Complete the assigned readings for the week as well as any additional research to gather the information that you need to discuss the following:
i. In assessing the predictive power of the categorical predictors of a binary outcome, should logistic regression be used? In other words, how is the logistic function used to predict categorical outcomes?
ii. Describe the predictive power of categorical variables on binary outcomes.
iii. Describe the dependent variable in logistical regression.
Discussion Post VII
In this Discussion Board, you will use your research skills to expand your knowledge of Bayesian analysis for social media.
Utilizing the CTU Library, locate an article on the use of Bayesian analysis for social media. After reading the article, address the following:
i. Provide examples of how Bayesian analysis can be used in the context of social media data.
ii. Search for working papers or published papers on analyzing social media.
a. Use the CTU Library for sources.
b. You are also free to provide examples from working papers on the subject of Bayesian analysis and social media analysis.
iii. Summarize how the article that you found uses Bayesian analysis in the context of social media analysis.
iv. Bayesian is becoming increasingly popular-is social media well-suited for Bayesian analysis?
Discussion Post VIII
Using the German credit data that you downloaded for your Individual Project in Unit 6, address the issues of lending that result in a default. You must post an analysis and discuss your findings.
The two outcomes are success (defaulting on the loan) and failure (not defaulting). The explanatory variables in the logistic regression are both the type of loan and the borrowing amount. Address the following:
i. For the k-means classification, use 3 continuous variables-duration, amount, and installment.
ii. Use cross-validation with k = 5 for the nearest neighbor.
iii. What were your biggest challenges in creating this R program using logistic regression and k-means analysis?
Discussion Post IX
This Discussion Board expands upon the uses of Bayesian analysis within the context of creating ensembles.

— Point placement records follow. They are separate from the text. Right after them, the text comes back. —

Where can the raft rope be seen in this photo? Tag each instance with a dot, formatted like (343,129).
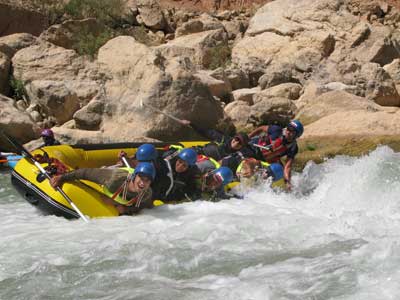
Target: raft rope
(124,189)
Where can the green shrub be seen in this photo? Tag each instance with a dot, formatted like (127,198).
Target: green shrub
(53,10)
(87,43)
(105,11)
(220,56)
(18,91)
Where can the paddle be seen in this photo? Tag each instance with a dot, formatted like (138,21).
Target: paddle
(21,150)
(269,148)
(160,111)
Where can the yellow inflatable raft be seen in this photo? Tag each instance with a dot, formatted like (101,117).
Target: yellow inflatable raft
(85,194)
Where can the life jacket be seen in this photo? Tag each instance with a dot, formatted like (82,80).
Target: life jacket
(273,149)
(167,160)
(121,199)
(280,183)
(201,157)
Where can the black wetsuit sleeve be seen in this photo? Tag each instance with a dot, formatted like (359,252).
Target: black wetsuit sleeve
(210,134)
(146,202)
(100,176)
(292,151)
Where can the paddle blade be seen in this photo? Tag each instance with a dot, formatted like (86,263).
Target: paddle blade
(18,147)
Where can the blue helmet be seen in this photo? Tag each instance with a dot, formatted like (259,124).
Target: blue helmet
(188,155)
(276,171)
(225,174)
(297,126)
(146,152)
(146,169)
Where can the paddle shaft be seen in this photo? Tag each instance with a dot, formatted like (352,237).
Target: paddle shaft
(262,147)
(163,113)
(28,155)
(125,161)
(43,171)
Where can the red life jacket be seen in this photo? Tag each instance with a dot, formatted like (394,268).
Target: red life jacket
(277,148)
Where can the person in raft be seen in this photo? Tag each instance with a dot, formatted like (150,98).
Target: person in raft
(48,138)
(176,175)
(127,189)
(274,142)
(212,179)
(223,146)
(252,171)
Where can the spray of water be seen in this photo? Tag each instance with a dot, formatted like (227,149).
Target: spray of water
(335,237)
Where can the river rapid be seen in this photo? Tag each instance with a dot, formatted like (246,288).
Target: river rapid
(337,236)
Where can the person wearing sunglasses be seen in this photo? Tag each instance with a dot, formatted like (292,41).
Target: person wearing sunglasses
(48,138)
(211,180)
(272,142)
(252,171)
(127,189)
(235,148)
(176,175)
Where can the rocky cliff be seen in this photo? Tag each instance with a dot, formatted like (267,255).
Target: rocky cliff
(334,64)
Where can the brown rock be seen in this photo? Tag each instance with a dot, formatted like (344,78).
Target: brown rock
(15,123)
(14,19)
(4,73)
(270,110)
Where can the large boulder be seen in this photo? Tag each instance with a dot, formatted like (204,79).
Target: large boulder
(15,123)
(379,86)
(313,106)
(245,95)
(16,19)
(204,49)
(239,112)
(4,73)
(54,98)
(12,43)
(271,110)
(150,14)
(218,88)
(285,90)
(287,32)
(56,79)
(90,116)
(68,34)
(358,122)
(144,83)
(45,61)
(203,23)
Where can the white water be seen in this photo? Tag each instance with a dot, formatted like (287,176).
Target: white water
(336,237)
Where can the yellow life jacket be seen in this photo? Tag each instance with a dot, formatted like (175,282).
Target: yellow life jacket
(118,198)
(280,183)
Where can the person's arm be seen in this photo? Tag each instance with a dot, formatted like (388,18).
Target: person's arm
(287,173)
(100,176)
(210,134)
(258,131)
(146,201)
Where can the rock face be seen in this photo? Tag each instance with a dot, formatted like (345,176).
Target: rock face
(12,43)
(56,79)
(142,75)
(202,48)
(309,59)
(314,107)
(66,34)
(4,73)
(14,19)
(15,123)
(363,123)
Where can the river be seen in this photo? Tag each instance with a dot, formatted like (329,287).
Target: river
(337,236)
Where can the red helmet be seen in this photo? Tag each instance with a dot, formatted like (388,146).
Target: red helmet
(47,132)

After completing the required readings, address the following in your primary post:
i. Discuss creating ensembles from different methods such as logistic regression, the nearest neighbor method, classification trees, the Bayesian method, or discriminate analysis.
ii. Discuss the use of randomForest to do analysis.
Discussion Post X
Now that you are nearing the end of this course, take a moment to summarize the best learning points of the course as well as the areas that you feel contributed less to your learning.
Focus your discussion on the following:
i. Now that you are at the end of studying big data analytics using R, what do you view as the most valuable and the least valuable parts of this course?
ii. Read the observations of your classmates, and comment on their observations with respect to the most valuable and least valuable aspects of the course-do you see common themes in their comments?
Discussion Post XI
Review and reflect on the knowledge that you have gained from this course.
Based on your review and reflection, write at least 400-600 words on the following:
i. What were the most compelling topics that you learned in this course?
ii. How did participating in discussions help your understanding of the subject matter? Is anything still unclear that could be clarified?
iii. What approaches could have yielded additional valuable information?
The response must include a reference list. Using Times New Roman 12 pnt font, double-space, one-inch margins, and APA style of writing and citations.